Taking into account all rules of science and observation made by the great minds of the past. One could safely conclude that a marble falling through a liquid would have the same impact upon reaching the bottom regardless of it's size
Then you surely won't mind sitting on the bottom of a swimming pool with me (holding our breath or using scuba gear), and playing "catch the stone." My assistant will drop a pebble in the water to me, and he will gently unload a boulder from a forklift to you. Are you in?

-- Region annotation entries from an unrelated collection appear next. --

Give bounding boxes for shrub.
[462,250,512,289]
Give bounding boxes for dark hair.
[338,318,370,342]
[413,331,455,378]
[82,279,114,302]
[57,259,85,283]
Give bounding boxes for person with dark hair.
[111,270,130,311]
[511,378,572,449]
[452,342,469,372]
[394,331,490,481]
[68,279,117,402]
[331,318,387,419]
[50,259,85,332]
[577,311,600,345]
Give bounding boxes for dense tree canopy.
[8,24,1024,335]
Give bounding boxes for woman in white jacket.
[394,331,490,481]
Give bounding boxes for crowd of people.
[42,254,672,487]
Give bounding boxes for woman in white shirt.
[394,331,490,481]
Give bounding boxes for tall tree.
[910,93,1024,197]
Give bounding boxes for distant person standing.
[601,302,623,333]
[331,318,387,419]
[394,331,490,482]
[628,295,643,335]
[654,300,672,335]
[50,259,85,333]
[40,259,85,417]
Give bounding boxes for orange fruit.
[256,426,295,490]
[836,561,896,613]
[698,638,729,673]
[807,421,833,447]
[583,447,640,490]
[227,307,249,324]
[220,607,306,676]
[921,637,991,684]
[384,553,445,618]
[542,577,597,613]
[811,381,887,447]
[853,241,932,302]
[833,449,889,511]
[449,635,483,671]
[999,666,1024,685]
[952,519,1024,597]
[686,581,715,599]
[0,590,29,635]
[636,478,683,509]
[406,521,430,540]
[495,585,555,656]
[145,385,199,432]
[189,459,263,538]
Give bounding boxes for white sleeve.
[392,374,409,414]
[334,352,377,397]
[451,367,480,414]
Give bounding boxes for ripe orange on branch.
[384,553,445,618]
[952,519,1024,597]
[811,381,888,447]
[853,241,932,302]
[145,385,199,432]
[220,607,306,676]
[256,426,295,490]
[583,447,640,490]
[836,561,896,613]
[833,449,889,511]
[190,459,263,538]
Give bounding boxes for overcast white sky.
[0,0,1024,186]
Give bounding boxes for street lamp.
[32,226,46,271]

I believe that richmke's analysis is pretty good. However, I don't think (but am not honestly sure) that we are in the regime where the friction does not differ in an important way between what we are calling "large" and "small" marbles. Due to the viscosity effect that Bkisel cites, a marble falling through a liquid
will eventually reach a steady-state speed (the terminal velocity). I doubt that a 23L carboy is tall enough that this will happen for marbles in wine, but don't really know. Interestingly, though, the terminal velocity scales as the square of the radius of the marble (R^2). This is because the force due to gravity scales as R^3 but the frictional force (i.e., the
Stokes drag) scales only as R. (Tenbears, this already takes into account Archimedes's principle.) So the terminal velocity of marbles in a viscous medium is much larger for large marbles.
It gets worse! If we consider the energy of the marble, as rchmke did, we find an astonishing difference. As I said above, the terminal velocity V scales as R^2. But the kinetic energy (0.5mV^2) scales as V^2. And, as rchmke pointed out, the mass scales as R^3. So, put this all together, and the energy scales as R^3 (for mass) times (R^2)^2, or R^7. This is a big difference for big vs. small marbles. Comparing 5/8" marbles to 1" marbles, the ratio of the energies is (0.625)^7=0.037. So, if terminal velocity is achieved in both cases, a 5/8" marble carries only 4% of the kinetic energy of a 1" marble.